Muhafazakâr ve İslamcı yazıcıların Aydınlanmanın karşısına koydukları “akıl” ise, sınırlandırılmış, sadece kutsal metinler içinde hareket edebilen ve dogmalar tarafından teslim alınmış bir akıldır. Dünyevi işlerde, toplumsal ve siyasal olaylarda, aklı değil nakli (vahiy) esas alma tutumudur.
***
Muhafazakâr akım kendi içinde bütünlüğe sahip değildir. Dinciliğe yaklaşan tutucu kanatları olduğu gibi, liberalizme yaklaşan eğilimleri de vardır. Değişimi ve toplumsal ilerlemenin kaçınılmazlığını gören bazı muhafazakâr hareketler, Aydınlanmaya akılcılığa, modernleşmeye, devrime ve değişime doğrudan eleştiri yöneltmek yerine, bu devrimlerin kimi sonuçlarına itiraz ettiler.
Dolayısıyla, muhafazakârlık değişimin kaçınılmazlığı karşısında duyulan bir çaresizlik halidir. Değişimin kaçınılmazlığını görmek fakat onun hızına ve kapsamına itiraz etmektir. Bu anlamda muhafazakârlığı, devrimci ve radikal değişime yönelttiği itiraz yoluyla değişimin kendisini denetim altına alma çabası olarak da tanımlamak mümkündür.
Bu nedenle muhafazakâr akımı günümüze taşıyan ve daha gerçekçi olan bazı temsilcileri, esas olarak deneysel gerekçelerden hareket ettiler. Örneğin, Fransız ya da Türkiye’nin Cumhuriyet devrimine bütünüyle itiraz etmek yerine, kendi tezlerini bu devrimlerin kimi sonuçlarından yola çıkarak savundular. Felsefi ve tarihsel bir tartışmaya girmekten çok, Fransız ya da Türk Devrimi’nin ilkelerine en fazla bağlı kanadını oluşturan Jakobenlere, Jön-Türklere (İttihatçılara ve Kemalistlere) yani devrimciliğe saldırdılar.
Bu anlamda muhafazakârlar hiçbir zaman tarihi ve toplumları değiştiremezler. Gerçek anlamda hiçbir toplumsal ilerlemeye öncülük edemezler.
***
Sonuç olarak muhafazakârlık, kapitalist modernleşme süreci karşısında, bu sürecin çözdüğü siyasal, toplumsal ve kültürel yapıların ve sınıfların gösterdikleri tepkiye dayanır. Temel talebi, bu kurumların toplumsal yaşamdaki yerlerinin sürdürülmesidir.
Muhafazakârların iktisadi bakımdan liberal kapitalizmle, başka bir anlatımla serbest piyasa ekonomisiyle ve özel mülkiyetle hiçbir sorunları yoktur.

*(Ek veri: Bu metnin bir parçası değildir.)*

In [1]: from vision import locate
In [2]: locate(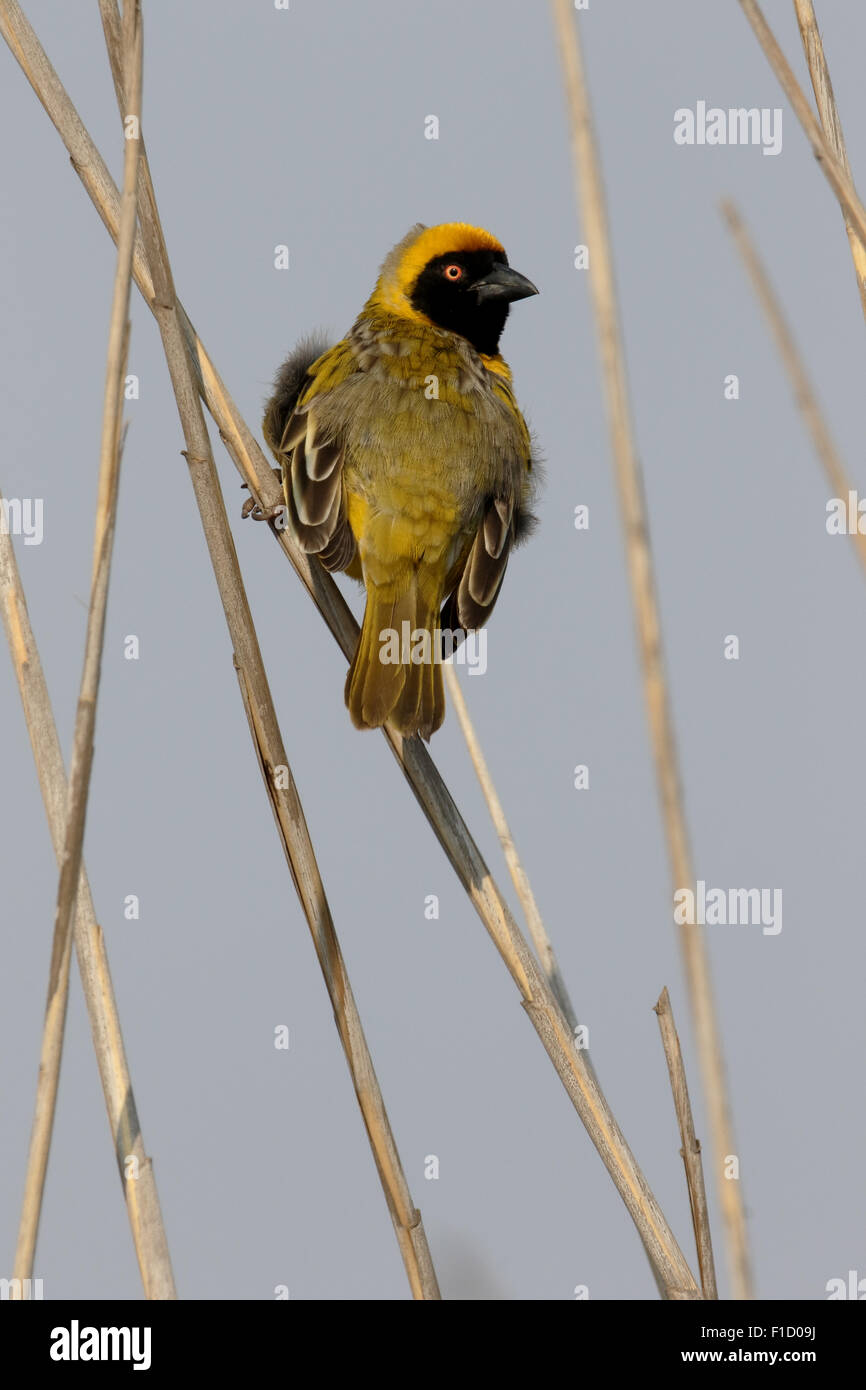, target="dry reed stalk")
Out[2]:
[442,662,578,1033]
[553,0,752,1298]
[0,494,177,1298]
[655,987,719,1298]
[794,0,866,317]
[740,0,866,246]
[100,0,441,1300]
[0,0,701,1298]
[5,3,174,1297]
[721,199,866,570]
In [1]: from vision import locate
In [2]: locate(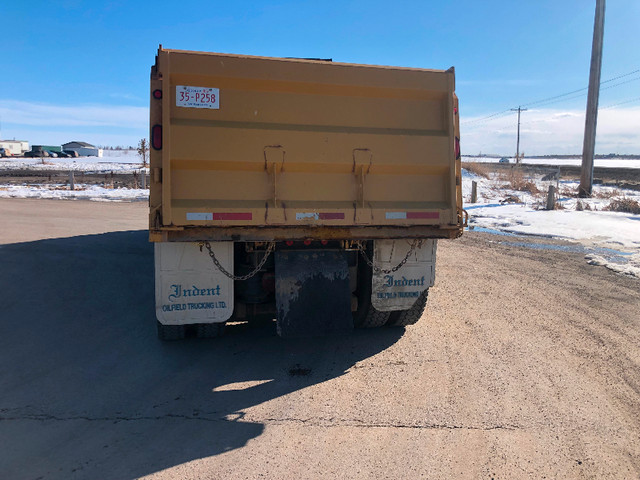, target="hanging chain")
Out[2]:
[356,240,423,274]
[198,240,276,280]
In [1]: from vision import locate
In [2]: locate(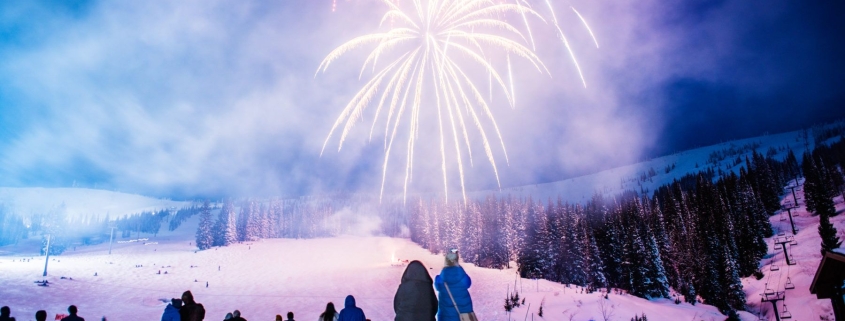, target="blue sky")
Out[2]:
[0,0,845,198]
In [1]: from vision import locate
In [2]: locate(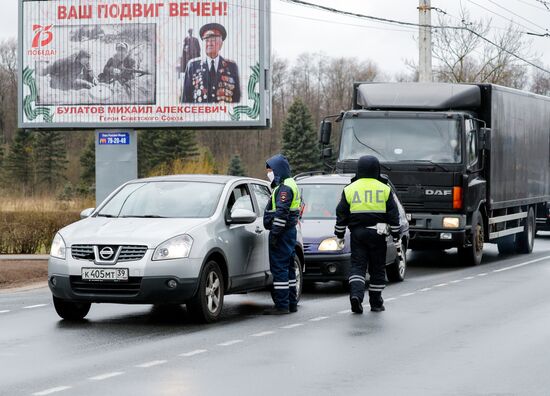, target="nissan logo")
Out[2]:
[99,246,115,260]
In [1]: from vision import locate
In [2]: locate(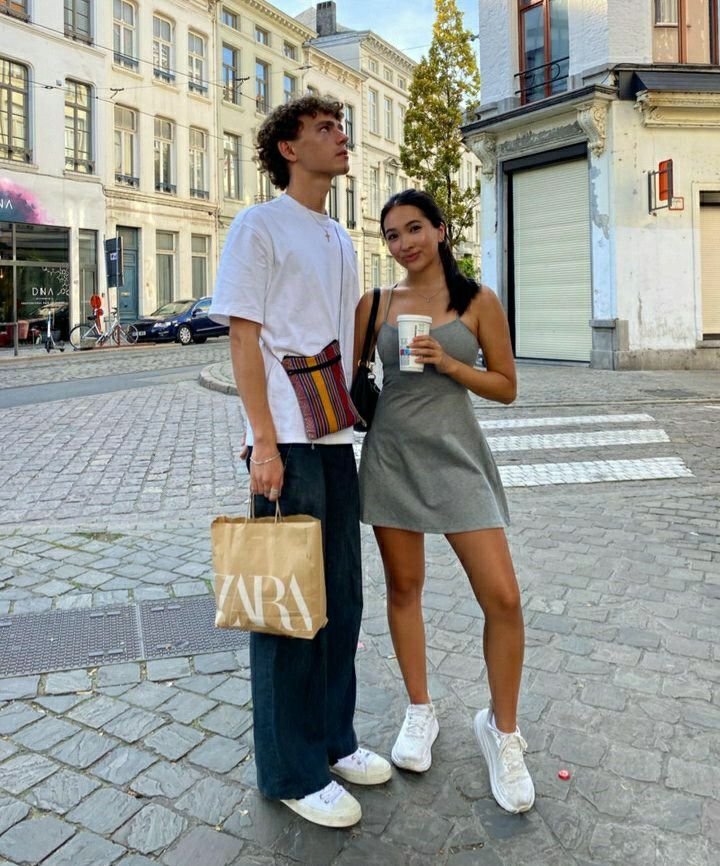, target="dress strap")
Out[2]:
[382,283,397,325]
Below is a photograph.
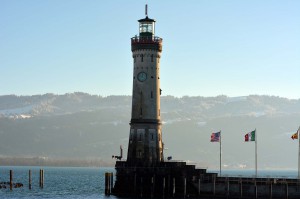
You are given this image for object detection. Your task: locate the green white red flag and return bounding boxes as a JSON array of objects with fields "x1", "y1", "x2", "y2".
[{"x1": 245, "y1": 130, "x2": 256, "y2": 142}]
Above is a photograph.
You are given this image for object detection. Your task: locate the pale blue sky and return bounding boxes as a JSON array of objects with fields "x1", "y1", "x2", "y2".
[{"x1": 0, "y1": 0, "x2": 300, "y2": 99}]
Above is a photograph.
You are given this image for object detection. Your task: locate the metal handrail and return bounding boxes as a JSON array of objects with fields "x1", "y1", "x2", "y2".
[{"x1": 131, "y1": 36, "x2": 162, "y2": 44}]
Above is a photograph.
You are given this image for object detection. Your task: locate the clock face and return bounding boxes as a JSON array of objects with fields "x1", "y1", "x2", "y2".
[{"x1": 138, "y1": 72, "x2": 147, "y2": 82}]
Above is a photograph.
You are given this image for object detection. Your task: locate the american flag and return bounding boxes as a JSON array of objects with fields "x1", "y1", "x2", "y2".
[{"x1": 210, "y1": 131, "x2": 221, "y2": 142}]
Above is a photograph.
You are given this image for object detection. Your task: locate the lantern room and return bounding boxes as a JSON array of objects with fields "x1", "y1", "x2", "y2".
[{"x1": 138, "y1": 16, "x2": 155, "y2": 37}]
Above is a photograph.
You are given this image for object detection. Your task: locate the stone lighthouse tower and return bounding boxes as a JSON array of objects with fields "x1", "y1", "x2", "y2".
[{"x1": 127, "y1": 6, "x2": 163, "y2": 166}]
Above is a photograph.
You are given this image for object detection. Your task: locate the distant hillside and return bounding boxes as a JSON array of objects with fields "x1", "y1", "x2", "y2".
[{"x1": 0, "y1": 93, "x2": 300, "y2": 169}]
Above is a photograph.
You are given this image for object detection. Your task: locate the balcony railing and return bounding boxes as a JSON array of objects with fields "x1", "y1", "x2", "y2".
[{"x1": 131, "y1": 36, "x2": 162, "y2": 44}]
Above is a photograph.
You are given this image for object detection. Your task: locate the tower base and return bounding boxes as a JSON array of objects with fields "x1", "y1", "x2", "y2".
[
  {"x1": 112, "y1": 161, "x2": 213, "y2": 198},
  {"x1": 112, "y1": 161, "x2": 300, "y2": 199}
]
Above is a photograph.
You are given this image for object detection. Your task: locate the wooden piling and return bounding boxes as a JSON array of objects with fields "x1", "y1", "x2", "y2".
[
  {"x1": 183, "y1": 177, "x2": 186, "y2": 198},
  {"x1": 286, "y1": 182, "x2": 289, "y2": 199},
  {"x1": 163, "y1": 177, "x2": 166, "y2": 199},
  {"x1": 213, "y1": 175, "x2": 216, "y2": 195},
  {"x1": 226, "y1": 178, "x2": 230, "y2": 197},
  {"x1": 240, "y1": 179, "x2": 243, "y2": 198},
  {"x1": 254, "y1": 179, "x2": 257, "y2": 198},
  {"x1": 172, "y1": 178, "x2": 176, "y2": 198},
  {"x1": 40, "y1": 169, "x2": 44, "y2": 189},
  {"x1": 9, "y1": 170, "x2": 13, "y2": 191},
  {"x1": 109, "y1": 172, "x2": 114, "y2": 193},
  {"x1": 133, "y1": 173, "x2": 137, "y2": 196},
  {"x1": 104, "y1": 172, "x2": 108, "y2": 196},
  {"x1": 198, "y1": 178, "x2": 201, "y2": 196},
  {"x1": 141, "y1": 177, "x2": 143, "y2": 198},
  {"x1": 151, "y1": 176, "x2": 154, "y2": 198},
  {"x1": 270, "y1": 181, "x2": 273, "y2": 199},
  {"x1": 28, "y1": 170, "x2": 31, "y2": 190}
]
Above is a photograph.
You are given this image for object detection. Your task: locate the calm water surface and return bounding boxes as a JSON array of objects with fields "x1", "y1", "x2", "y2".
[{"x1": 0, "y1": 167, "x2": 297, "y2": 199}]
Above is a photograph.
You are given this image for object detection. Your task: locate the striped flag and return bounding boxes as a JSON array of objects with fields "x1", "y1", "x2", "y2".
[
  {"x1": 210, "y1": 131, "x2": 221, "y2": 142},
  {"x1": 245, "y1": 130, "x2": 256, "y2": 142},
  {"x1": 291, "y1": 129, "x2": 299, "y2": 140}
]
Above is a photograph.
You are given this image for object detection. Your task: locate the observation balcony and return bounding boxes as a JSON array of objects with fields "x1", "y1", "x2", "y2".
[{"x1": 131, "y1": 36, "x2": 162, "y2": 52}]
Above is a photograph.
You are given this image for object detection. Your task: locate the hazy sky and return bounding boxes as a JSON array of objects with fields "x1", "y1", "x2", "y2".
[{"x1": 0, "y1": 0, "x2": 300, "y2": 99}]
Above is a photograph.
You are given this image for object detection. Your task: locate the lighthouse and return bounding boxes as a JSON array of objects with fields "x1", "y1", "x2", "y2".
[{"x1": 127, "y1": 6, "x2": 163, "y2": 166}]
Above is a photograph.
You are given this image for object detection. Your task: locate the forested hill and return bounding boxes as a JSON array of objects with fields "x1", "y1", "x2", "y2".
[{"x1": 0, "y1": 92, "x2": 300, "y2": 169}]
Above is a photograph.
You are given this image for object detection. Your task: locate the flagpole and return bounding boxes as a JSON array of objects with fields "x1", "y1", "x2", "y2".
[
  {"x1": 255, "y1": 129, "x2": 257, "y2": 177},
  {"x1": 220, "y1": 131, "x2": 222, "y2": 176}
]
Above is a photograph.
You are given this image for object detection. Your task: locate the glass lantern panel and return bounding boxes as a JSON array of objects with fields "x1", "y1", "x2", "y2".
[{"x1": 140, "y1": 22, "x2": 153, "y2": 33}]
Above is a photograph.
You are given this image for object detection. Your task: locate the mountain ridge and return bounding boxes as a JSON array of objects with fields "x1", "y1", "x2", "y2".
[{"x1": 0, "y1": 92, "x2": 300, "y2": 168}]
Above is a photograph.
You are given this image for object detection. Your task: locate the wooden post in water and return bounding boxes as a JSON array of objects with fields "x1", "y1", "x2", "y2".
[
  {"x1": 9, "y1": 170, "x2": 13, "y2": 191},
  {"x1": 104, "y1": 172, "x2": 108, "y2": 196},
  {"x1": 151, "y1": 176, "x2": 153, "y2": 198},
  {"x1": 183, "y1": 177, "x2": 186, "y2": 198},
  {"x1": 254, "y1": 178, "x2": 257, "y2": 198},
  {"x1": 198, "y1": 178, "x2": 201, "y2": 196},
  {"x1": 172, "y1": 178, "x2": 176, "y2": 198},
  {"x1": 227, "y1": 178, "x2": 230, "y2": 197},
  {"x1": 40, "y1": 169, "x2": 44, "y2": 188},
  {"x1": 141, "y1": 177, "x2": 143, "y2": 198},
  {"x1": 28, "y1": 169, "x2": 31, "y2": 190},
  {"x1": 270, "y1": 180, "x2": 273, "y2": 199},
  {"x1": 213, "y1": 175, "x2": 216, "y2": 195},
  {"x1": 42, "y1": 169, "x2": 45, "y2": 188},
  {"x1": 240, "y1": 178, "x2": 243, "y2": 198},
  {"x1": 163, "y1": 177, "x2": 166, "y2": 199},
  {"x1": 133, "y1": 173, "x2": 137, "y2": 196},
  {"x1": 109, "y1": 172, "x2": 114, "y2": 194},
  {"x1": 286, "y1": 182, "x2": 289, "y2": 199}
]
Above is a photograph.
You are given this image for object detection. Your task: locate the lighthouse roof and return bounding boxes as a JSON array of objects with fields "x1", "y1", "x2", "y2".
[{"x1": 138, "y1": 16, "x2": 155, "y2": 22}]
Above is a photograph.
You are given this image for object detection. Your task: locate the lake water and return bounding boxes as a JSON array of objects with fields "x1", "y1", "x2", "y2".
[{"x1": 0, "y1": 166, "x2": 298, "y2": 199}]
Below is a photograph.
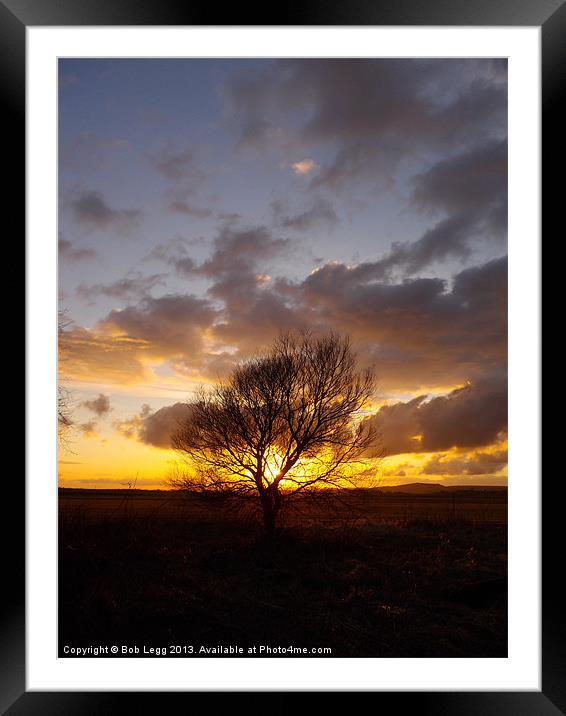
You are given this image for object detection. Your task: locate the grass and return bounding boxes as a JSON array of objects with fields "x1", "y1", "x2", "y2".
[{"x1": 59, "y1": 491, "x2": 507, "y2": 657}]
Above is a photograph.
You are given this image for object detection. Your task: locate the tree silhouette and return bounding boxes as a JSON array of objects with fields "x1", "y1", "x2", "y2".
[
  {"x1": 172, "y1": 333, "x2": 375, "y2": 536},
  {"x1": 57, "y1": 311, "x2": 73, "y2": 447}
]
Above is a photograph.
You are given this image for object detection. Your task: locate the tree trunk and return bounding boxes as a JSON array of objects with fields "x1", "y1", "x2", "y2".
[{"x1": 260, "y1": 488, "x2": 281, "y2": 542}]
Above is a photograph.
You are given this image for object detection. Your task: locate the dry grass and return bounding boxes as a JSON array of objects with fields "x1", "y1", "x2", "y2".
[{"x1": 59, "y1": 491, "x2": 507, "y2": 657}]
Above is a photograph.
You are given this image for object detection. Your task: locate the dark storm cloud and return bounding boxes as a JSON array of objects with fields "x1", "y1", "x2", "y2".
[
  {"x1": 70, "y1": 191, "x2": 141, "y2": 229},
  {"x1": 422, "y1": 449, "x2": 507, "y2": 475},
  {"x1": 76, "y1": 273, "x2": 165, "y2": 301},
  {"x1": 59, "y1": 238, "x2": 97, "y2": 263},
  {"x1": 81, "y1": 393, "x2": 111, "y2": 417},
  {"x1": 411, "y1": 141, "x2": 507, "y2": 212},
  {"x1": 114, "y1": 403, "x2": 191, "y2": 450},
  {"x1": 290, "y1": 258, "x2": 507, "y2": 388},
  {"x1": 316, "y1": 141, "x2": 507, "y2": 278},
  {"x1": 271, "y1": 196, "x2": 338, "y2": 231},
  {"x1": 368, "y1": 373, "x2": 507, "y2": 455},
  {"x1": 225, "y1": 59, "x2": 507, "y2": 189}
]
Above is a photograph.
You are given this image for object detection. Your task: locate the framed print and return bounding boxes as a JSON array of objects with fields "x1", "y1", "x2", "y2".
[{"x1": 7, "y1": 2, "x2": 566, "y2": 714}]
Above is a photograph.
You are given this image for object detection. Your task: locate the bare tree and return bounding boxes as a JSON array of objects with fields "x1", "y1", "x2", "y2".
[
  {"x1": 57, "y1": 311, "x2": 73, "y2": 446},
  {"x1": 173, "y1": 333, "x2": 375, "y2": 536}
]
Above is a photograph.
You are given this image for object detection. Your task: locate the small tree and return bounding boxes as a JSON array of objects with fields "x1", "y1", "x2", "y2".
[{"x1": 173, "y1": 333, "x2": 375, "y2": 537}]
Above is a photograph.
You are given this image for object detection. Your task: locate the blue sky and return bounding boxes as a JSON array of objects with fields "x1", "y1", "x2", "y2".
[{"x1": 59, "y1": 59, "x2": 507, "y2": 486}]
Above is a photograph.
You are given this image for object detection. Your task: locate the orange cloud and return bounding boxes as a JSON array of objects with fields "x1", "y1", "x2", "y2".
[{"x1": 291, "y1": 159, "x2": 318, "y2": 176}]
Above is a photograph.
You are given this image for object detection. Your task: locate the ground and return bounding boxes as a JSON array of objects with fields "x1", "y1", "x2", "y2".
[{"x1": 59, "y1": 490, "x2": 507, "y2": 657}]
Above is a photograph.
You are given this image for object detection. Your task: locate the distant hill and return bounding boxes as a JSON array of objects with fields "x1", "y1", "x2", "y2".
[{"x1": 375, "y1": 482, "x2": 507, "y2": 495}]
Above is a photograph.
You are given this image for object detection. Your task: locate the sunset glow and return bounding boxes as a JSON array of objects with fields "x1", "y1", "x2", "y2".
[{"x1": 59, "y1": 59, "x2": 507, "y2": 489}]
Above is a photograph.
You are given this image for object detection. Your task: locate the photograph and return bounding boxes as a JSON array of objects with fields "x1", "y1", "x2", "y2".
[{"x1": 58, "y1": 56, "x2": 510, "y2": 668}]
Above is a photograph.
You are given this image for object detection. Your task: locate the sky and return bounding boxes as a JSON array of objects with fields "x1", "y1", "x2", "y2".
[{"x1": 58, "y1": 59, "x2": 507, "y2": 488}]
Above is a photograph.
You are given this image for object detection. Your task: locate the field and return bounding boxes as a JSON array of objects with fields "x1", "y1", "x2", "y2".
[{"x1": 59, "y1": 488, "x2": 507, "y2": 657}]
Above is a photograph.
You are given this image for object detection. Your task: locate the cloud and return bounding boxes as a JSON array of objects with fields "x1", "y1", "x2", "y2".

Tam tersine siyasal, kültürel ve felsefi bakımdan tutucu hatta dinci oldukları halde iktisat alanında aşırı liberal bir tutum içinde olabilirler.
“Batı’nın ilmini ve tekniğini alıp, yerel kültürü ve değerleri korumak” diye formüle edilen anlayış, aslında Doğu’nun ve İslam Dünyasının geri kalmışlığının en önemli nedenleri arasındadır. Çünkü Batı’yı Batı yapan şey, tam da muhafazakârların ve İslamcıların reddettikleri aydınlanma geleneği, akılcılık, felsefe ve laiklik gibi değerler, yani kültürdür.
Türkiye’deki Cumhuriyet deneyimi, aydınlanma devriminin Doğu’daki tek örneğiydi. Onu da boğdular.